The main value proposition of Cloudflare Workers is being able to deploy workers at the edge and use them to implement edge use cases. Meaning, custom cache logic, perhaps some pauthorization work, request transformation and aggregation, etc. If you remove the global edge network and cache, you do not have any compelling reason to look at this.
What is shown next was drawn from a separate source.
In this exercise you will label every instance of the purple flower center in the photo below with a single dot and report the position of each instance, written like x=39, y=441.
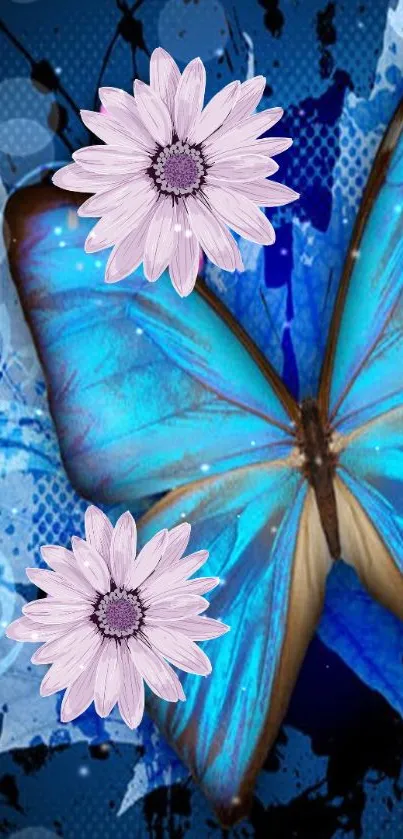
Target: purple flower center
x=119, y=613
x=122, y=614
x=180, y=171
It's also perplexing how the sales pitch is Rust+WASM. This completely defeats the whole purpose of Cloudflare Workers. The whole point of using workers is to have very fast isolates handling IO-heavy workloads where they stay idling the majority of the time so that the same isolate instance can handle a high volume of requests. WASM is notorious for eliminating the ability to yield on awaits from fetch calls, and is only compelling if your argument is a lift-and-shift usecase. Which this ain't it.

vmg12 6 hours ago||
Does this actually use the cloudflare worker runtime or is this just a way to run code in v8 isolates?
max_lt 6 hours ago|
It's a custom V8 runtime built with rusty_v8, not the actual Cloudflare runtime (github.com/openworkers/openworkers-runtime-v8). The goal is API compatibility – same Worker syntax (fetch handler, Request/Response, etc.) so you can migrate code easily. Under the hood it's completely independent.
st3fan 5 hours ago||
This is very nice! Do you plan to hook this up to GitHub, so that a push of worker code (and maybe a yaml describing the environment & resources) will result in a redeploy?
max_lt 5 hours ago|
Not yet, but it's one of the next big features. I'm currently working on the CLI (WIP), and GitHub integration with auto-deploy on push will come after that. A yaml config for bindings/cron is definitely on the roadmap too.
max_lt 5 hours ago||
I'm also working on execution recording/replay – the idea is to capture a deterministic trace of a request, so you can push it as a GitHub issue and replay it locally (or let an AI debug it).
kachapopopow 5 hours ago|
Could you add a kubernetes deployment quick-start? Just a simple deployment.yaml is enough.